Da anni, il suono della sveglia era un tormento, non perché suonasse troppo presto, ma perché io non ero ancora riuscita a dormire, mi appisolavo di tanto in tanto, ma poi i miei occhi si aprivano e finivo per fissare il soffitto e rigirarmi tra le lenzuola.
Mi sporsi oltre il materasso per premere il tasto sul cellulare e arrestare la stridula suoneria che si propagava per la stanza.
Mi misi a sedere e sospirai.
Da adesso cominciava la mia recita.
Inforcai gli occhiali, mi alzai in piedi e aprii le tende per illuminare la stanza, il sole era sorto solo da un'ora, il cielo era nuvoloso, ma i pochi raggi bastavano a illuminare l'ambiente del monolocale in cui abitavo.
Costrinsi i miei piedi a trascinarmi fino al bagno.
'È solo la tua testa', mi dissi, 'puoi farcela anche oggi, un'ultima volta'.
Mi guardai allo specchio e abbozzai un sorriso per controllare quanto risultasse veritiero.
'Non posso farcela'. Constatai.
I miei occhi si inondarono di lacrime, come ogni mattina, li strofinai per cacciarle via e abituarmi al mio viso sorridente, ma più mi guardavo con quell'espressione che non mi apparteneva, più le lacrime uscivano dai miei occhi.
Mi lavai il viso, così da confonderle con l'acqua fredda e tentai di camuffare le occhiaie con del correttore aranciato.
Il trucco fa miracoli.
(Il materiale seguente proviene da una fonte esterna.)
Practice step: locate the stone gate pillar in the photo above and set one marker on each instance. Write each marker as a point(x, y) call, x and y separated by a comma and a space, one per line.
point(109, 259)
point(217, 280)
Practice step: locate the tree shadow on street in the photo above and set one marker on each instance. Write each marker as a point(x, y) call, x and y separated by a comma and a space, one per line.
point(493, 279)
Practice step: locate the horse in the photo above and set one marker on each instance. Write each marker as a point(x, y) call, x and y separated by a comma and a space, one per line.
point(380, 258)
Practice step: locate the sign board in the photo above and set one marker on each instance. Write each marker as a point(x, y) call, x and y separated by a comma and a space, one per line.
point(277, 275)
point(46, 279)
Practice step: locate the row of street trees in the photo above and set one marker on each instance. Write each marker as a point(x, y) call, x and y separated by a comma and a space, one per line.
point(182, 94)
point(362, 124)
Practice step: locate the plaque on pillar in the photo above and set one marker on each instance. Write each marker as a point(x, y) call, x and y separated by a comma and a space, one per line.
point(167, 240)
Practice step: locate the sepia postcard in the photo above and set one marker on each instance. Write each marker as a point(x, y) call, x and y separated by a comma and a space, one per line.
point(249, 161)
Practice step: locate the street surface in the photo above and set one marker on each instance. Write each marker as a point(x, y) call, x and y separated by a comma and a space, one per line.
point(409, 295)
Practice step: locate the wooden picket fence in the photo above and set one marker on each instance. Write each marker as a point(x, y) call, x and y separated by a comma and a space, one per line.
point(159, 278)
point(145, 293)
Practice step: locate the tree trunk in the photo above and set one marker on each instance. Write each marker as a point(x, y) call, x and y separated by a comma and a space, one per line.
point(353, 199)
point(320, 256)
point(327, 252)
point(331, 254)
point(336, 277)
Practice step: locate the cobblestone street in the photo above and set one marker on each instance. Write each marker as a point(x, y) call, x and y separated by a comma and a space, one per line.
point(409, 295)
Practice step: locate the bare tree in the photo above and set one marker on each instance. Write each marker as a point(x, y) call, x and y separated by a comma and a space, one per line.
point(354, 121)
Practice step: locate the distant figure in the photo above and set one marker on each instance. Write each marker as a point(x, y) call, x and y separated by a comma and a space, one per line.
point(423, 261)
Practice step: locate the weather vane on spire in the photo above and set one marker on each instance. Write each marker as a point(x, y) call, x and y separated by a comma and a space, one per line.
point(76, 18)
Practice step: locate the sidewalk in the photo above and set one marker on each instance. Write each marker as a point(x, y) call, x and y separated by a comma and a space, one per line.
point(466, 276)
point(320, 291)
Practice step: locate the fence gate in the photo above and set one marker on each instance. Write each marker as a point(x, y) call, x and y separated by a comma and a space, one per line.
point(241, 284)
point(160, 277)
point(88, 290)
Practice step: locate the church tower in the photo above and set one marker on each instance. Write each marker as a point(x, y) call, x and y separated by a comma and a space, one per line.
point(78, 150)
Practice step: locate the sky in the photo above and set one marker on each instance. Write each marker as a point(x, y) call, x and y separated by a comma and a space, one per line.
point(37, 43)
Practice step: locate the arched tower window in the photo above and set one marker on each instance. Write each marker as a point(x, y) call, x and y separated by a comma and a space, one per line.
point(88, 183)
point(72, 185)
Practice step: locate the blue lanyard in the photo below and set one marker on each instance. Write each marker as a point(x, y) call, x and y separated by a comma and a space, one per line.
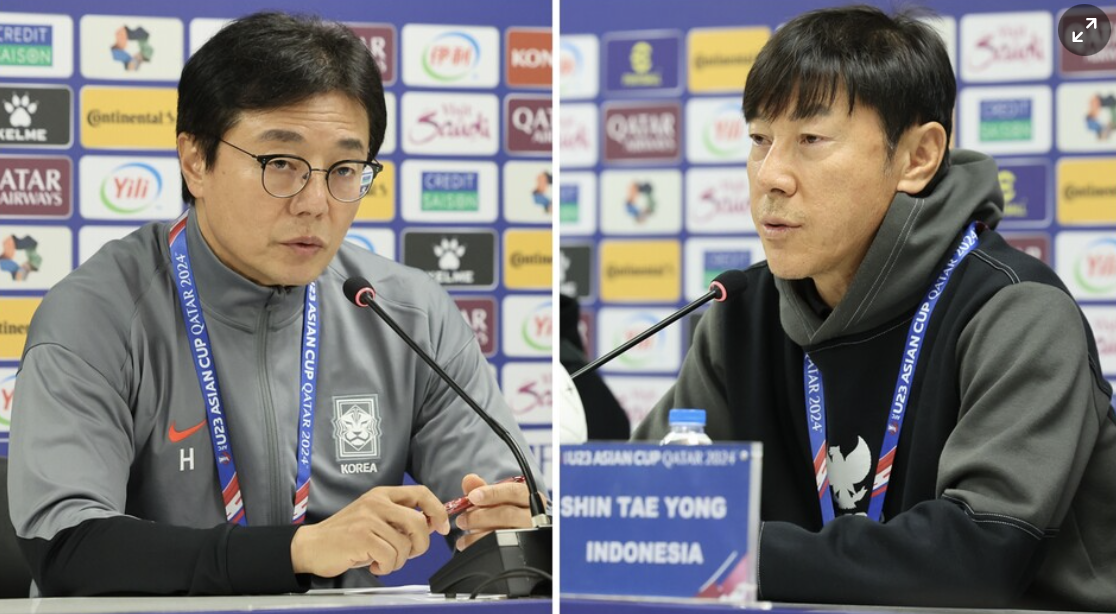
point(204, 365)
point(816, 395)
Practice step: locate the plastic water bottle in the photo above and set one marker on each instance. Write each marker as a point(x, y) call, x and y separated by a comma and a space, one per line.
point(688, 428)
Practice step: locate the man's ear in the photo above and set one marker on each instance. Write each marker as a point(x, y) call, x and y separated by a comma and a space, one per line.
point(920, 152)
point(192, 163)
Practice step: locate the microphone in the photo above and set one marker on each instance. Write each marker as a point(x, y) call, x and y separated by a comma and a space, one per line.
point(725, 285)
point(506, 560)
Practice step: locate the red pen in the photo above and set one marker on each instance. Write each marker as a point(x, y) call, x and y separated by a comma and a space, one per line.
point(461, 504)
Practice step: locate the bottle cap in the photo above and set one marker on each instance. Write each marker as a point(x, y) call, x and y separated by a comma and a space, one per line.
point(688, 416)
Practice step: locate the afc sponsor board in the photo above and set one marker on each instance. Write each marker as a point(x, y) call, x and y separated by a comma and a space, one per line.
point(643, 61)
point(450, 124)
point(36, 186)
point(1087, 191)
point(1010, 120)
point(1007, 46)
point(130, 188)
point(528, 125)
point(641, 202)
point(529, 59)
point(708, 258)
point(1026, 184)
point(1103, 322)
point(379, 241)
point(1086, 261)
point(451, 56)
point(480, 315)
point(577, 203)
point(529, 392)
point(453, 257)
point(643, 132)
point(577, 140)
point(641, 271)
point(528, 264)
point(15, 319)
point(527, 323)
point(717, 132)
point(378, 204)
point(1087, 116)
point(528, 192)
point(381, 40)
point(449, 191)
point(718, 201)
point(36, 45)
point(36, 116)
point(719, 59)
point(128, 117)
point(662, 352)
point(575, 275)
point(133, 48)
point(578, 67)
point(35, 257)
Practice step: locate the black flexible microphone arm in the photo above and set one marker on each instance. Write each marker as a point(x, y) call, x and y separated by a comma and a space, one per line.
point(362, 294)
point(725, 285)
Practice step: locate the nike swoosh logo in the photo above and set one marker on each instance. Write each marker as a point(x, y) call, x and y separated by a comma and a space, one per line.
point(176, 435)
Pensai.
Indossai dei jeans comodi e un maglione, afferrai la borsa e mi lasciai casa alle spalle per dirigermi all'università di Edimburgo.
Non era molto lontana da dove vivevo, la raggiungevo in autobus in pochissimo tempo.
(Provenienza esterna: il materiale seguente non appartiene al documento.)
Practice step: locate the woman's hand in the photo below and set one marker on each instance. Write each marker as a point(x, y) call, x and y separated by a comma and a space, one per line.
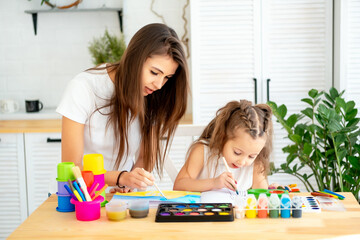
point(225, 180)
point(138, 178)
point(120, 190)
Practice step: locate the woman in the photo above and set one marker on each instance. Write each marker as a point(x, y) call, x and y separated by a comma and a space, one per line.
point(122, 110)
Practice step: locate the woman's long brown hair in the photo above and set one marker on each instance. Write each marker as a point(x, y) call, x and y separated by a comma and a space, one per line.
point(160, 112)
point(255, 119)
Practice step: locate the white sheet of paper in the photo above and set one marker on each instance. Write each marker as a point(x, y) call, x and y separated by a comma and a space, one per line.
point(223, 195)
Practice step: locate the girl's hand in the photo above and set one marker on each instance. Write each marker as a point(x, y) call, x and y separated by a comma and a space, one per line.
point(225, 180)
point(120, 190)
point(137, 178)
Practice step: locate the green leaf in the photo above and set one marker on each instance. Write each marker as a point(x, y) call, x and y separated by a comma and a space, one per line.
point(334, 93)
point(313, 92)
point(349, 179)
point(328, 97)
point(292, 120)
point(341, 103)
point(308, 112)
point(349, 106)
point(308, 101)
point(307, 149)
point(282, 110)
point(295, 138)
point(334, 125)
point(351, 114)
point(355, 162)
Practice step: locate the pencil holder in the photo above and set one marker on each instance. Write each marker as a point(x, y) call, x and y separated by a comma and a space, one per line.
point(94, 163)
point(139, 208)
point(88, 211)
point(88, 177)
point(61, 188)
point(64, 203)
point(100, 179)
point(64, 171)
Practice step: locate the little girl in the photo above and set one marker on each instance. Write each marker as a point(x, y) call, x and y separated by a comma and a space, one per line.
point(242, 134)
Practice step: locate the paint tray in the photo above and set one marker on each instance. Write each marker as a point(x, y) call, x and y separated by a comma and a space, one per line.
point(195, 212)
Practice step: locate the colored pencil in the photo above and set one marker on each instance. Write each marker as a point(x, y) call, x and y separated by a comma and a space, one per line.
point(228, 169)
point(100, 191)
point(78, 196)
point(336, 194)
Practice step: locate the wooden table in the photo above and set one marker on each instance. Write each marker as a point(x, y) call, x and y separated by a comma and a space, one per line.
point(47, 223)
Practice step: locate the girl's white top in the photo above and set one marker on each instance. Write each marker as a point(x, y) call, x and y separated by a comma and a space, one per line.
point(243, 175)
point(83, 95)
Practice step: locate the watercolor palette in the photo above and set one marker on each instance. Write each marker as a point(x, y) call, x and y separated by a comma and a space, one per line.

Mentre camminavo verso la fermata mi godevo la vista sugli alberi arancioni e il tappeto di foglie su cui camminavo, era una delle poche cose di cui ancora riuscivo a bearmi.
Alla fermata del bus mi sedetti su una panchina e mi guardai intorno, la gente non si fermava mai a farlo.
Una signora dai capelli biondi passava di lì tutte le mattine, con un caffè fumante in mano, il giornale chiuso tra le dita della stessa, il guinzaglio con cui portava a spasso il cane con l'altra e il cellulare tra l'orecchio e la spalla.
«Le ho detto che deve trovare subito una soluzione» urlava quel giorno.
Ogni mattina discuteva animatamente con qualcuno per motivi diversi. «Non m'interessa se sono tutti impegnati, a me serve qualcuno che...»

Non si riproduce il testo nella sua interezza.